Another opportunity presented itself during the work to St Bernard’s Well. This monument is modelled on the ancient Roman temple of Vesta in Tivoli, and a key part of the project was the repair of its domed roof. Closer examination of the decorative pine cone on top of the roof revealed traces of a primer used to provide a stable base for applying gold leaf. Two special donations enabled the pine cone to be re-gilded, which was carried out by conservation volunteer Georgina von Hof, providing her with valuable new experience for her future career.
The project has also revealed new aspects of each monument, perhaps most importantly with the statue to King Charles II. It is one of the oldest lead statues in the UK dating back to 1685, and was carefully dismantled and taken away for conservation in October 2010. Once in the conservator’s workshop it could be examined in detail both inside and outside. As the statue is hollow, it has an internal armature to provide support. This had clearly been repaired many times in the past, often not very successfully.
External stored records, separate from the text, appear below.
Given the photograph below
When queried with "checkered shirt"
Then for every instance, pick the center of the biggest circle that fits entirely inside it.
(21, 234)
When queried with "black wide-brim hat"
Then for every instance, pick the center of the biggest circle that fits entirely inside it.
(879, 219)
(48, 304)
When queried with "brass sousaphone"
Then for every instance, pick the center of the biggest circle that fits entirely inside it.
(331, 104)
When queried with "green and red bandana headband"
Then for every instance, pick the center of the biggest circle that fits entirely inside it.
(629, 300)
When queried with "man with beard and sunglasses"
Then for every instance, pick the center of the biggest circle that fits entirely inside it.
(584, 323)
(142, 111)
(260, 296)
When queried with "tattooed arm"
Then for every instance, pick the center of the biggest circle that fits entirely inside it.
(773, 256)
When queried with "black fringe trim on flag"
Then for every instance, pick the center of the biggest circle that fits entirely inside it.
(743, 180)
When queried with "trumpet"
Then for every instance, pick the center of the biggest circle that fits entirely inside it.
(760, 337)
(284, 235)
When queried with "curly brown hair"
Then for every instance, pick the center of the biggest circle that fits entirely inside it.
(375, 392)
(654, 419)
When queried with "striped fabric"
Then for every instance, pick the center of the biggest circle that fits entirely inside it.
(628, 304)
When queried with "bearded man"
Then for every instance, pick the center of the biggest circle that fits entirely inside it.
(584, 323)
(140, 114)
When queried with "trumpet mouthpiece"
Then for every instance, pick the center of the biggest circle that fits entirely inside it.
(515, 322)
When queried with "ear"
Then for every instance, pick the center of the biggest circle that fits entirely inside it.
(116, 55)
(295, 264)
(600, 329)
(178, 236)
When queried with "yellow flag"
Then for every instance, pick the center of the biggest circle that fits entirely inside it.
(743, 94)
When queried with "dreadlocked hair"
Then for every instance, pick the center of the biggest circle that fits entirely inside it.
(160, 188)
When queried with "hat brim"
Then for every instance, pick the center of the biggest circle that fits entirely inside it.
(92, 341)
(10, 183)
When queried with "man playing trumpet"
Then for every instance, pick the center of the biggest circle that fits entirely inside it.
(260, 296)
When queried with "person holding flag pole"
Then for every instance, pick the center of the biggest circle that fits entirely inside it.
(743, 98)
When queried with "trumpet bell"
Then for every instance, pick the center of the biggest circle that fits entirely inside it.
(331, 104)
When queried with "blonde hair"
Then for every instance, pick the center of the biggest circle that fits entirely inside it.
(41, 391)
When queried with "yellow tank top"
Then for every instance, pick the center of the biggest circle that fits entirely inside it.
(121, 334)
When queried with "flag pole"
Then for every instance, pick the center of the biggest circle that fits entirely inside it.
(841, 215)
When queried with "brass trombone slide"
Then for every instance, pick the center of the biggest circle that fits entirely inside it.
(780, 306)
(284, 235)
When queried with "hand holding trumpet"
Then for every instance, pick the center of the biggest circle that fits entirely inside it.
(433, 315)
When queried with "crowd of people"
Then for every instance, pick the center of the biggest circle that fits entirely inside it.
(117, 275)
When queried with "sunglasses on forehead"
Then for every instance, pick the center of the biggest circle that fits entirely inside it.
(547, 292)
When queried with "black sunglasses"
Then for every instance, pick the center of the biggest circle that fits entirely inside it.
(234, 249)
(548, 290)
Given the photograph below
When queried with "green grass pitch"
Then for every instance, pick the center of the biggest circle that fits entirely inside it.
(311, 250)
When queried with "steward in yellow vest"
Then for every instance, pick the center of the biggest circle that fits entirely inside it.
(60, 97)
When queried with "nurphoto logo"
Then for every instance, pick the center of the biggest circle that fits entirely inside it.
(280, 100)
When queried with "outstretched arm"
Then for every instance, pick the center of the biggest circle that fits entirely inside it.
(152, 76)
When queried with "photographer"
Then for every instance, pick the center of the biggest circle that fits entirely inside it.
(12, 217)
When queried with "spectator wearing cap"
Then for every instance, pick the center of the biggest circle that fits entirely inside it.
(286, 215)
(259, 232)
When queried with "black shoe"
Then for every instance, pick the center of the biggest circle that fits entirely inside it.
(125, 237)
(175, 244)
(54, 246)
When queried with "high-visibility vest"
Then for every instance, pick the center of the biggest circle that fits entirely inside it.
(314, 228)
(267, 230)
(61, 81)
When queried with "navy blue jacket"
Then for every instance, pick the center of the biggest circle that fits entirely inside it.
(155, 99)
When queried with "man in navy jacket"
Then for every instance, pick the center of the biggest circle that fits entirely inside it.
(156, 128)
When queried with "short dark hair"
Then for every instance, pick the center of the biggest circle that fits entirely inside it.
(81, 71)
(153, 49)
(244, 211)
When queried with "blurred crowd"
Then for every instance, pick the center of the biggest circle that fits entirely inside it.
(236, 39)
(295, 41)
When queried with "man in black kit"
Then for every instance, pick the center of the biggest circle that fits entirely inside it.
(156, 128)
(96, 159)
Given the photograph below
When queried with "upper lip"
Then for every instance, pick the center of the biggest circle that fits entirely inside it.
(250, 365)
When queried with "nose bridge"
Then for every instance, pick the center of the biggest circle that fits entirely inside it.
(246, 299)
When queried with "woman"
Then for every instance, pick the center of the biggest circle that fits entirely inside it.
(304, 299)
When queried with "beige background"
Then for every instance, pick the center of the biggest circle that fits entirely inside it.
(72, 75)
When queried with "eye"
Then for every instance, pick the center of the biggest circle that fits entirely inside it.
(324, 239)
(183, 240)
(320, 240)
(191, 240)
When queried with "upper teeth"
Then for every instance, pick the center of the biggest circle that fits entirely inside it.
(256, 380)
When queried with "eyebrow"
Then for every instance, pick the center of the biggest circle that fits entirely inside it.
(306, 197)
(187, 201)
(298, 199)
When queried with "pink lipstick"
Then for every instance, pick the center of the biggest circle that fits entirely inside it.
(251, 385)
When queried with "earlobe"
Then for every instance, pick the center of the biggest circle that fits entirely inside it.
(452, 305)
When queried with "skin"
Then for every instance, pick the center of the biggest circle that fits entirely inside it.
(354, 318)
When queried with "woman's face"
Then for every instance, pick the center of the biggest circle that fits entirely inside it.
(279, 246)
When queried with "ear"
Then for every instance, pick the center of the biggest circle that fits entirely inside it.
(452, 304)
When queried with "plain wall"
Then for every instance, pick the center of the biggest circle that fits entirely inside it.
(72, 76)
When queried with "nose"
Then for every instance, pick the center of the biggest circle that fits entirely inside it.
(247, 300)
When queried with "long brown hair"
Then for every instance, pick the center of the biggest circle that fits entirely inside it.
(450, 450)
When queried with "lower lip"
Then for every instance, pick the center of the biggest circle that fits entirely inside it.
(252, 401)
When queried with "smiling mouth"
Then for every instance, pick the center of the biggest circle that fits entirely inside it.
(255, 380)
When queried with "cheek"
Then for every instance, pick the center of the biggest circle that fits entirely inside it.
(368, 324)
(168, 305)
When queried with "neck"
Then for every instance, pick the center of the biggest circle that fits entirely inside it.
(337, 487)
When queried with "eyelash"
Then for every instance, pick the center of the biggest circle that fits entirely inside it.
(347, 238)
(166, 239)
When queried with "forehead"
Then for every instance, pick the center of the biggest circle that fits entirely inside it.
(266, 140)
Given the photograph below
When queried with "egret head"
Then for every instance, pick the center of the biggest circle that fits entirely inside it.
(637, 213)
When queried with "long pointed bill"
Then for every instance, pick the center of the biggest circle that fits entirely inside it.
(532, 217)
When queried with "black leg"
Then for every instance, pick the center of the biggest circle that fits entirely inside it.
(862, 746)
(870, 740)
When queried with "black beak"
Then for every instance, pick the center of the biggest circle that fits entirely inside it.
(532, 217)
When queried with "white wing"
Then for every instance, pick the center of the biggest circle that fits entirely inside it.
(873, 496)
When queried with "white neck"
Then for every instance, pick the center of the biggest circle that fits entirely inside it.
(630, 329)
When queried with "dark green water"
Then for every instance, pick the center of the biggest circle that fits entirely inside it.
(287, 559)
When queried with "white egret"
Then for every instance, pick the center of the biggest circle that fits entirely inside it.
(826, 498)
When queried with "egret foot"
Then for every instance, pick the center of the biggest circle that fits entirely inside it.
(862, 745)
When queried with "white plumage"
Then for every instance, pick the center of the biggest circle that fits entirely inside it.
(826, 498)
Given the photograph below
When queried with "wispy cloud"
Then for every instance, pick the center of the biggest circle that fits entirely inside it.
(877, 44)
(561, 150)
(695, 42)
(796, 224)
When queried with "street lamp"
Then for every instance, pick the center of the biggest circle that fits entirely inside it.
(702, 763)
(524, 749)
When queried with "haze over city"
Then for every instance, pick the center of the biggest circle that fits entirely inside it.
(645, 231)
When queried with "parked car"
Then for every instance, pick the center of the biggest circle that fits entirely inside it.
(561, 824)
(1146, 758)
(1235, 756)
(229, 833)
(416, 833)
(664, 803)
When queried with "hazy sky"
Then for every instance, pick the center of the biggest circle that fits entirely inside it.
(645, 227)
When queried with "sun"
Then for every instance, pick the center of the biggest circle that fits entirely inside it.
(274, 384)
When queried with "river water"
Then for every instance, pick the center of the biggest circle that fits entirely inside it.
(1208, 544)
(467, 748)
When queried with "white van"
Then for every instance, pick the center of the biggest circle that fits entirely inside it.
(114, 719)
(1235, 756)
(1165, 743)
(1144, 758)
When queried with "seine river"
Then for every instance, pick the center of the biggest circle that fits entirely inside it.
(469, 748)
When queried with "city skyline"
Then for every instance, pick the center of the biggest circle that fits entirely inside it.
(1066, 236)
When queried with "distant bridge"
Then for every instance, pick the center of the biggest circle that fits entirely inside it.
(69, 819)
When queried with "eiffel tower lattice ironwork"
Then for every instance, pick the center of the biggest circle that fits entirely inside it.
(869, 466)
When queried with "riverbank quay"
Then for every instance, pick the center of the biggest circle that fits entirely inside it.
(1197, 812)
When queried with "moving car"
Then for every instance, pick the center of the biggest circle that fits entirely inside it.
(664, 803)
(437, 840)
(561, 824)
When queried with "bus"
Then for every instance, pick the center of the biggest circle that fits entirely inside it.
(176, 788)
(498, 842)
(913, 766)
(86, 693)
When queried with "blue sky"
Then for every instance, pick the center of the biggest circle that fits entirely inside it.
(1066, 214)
There had been much speculation amongst art historians that the statue could be attributed to Grinling Gibbons, the celebrated sculptor and wood carver. Another statue of King Charles at Windsor Castle, which bears a striking resemblance to the one in Edinburgh, is known to have been by Gibbons, but small differences in the two threw the idea into some doubt. The conservators were able to examine the statues in detail, and it became obvious that the Edinburgh example had lost some features over the years, and also that the corroding armature had caused the whole statue to buckle. Having studied the Edinburgh and Windsor statues their firm conclusion was that both came from the same mould.
Key to each project has been a fundraising campaign, generating not only the necessary funds but also demonstrating public support for the monuments. Around a third of the cost of each project has come in the form of donations from charitable trusts, businesses, institutions and the general public. Overall, a total of £302,375 was raised, clearly showing the importance that ordinary Edinburgh residents place on these historic monuments and statues, which form a backdrop to their everyday lives.
The Twelve Monuments Project was an extremely rare undertaking for a historic city in the UK. The project proved to be a great example of partnership working, bringing together the local authority with a heritage charity, specialists in the field of conservation and the local community. The public support that the project has received has shown that whatever the intentions of the original instigators, people today value these monuments and statues as part of the fabric of the city, something to take pride in and pass on to future generations.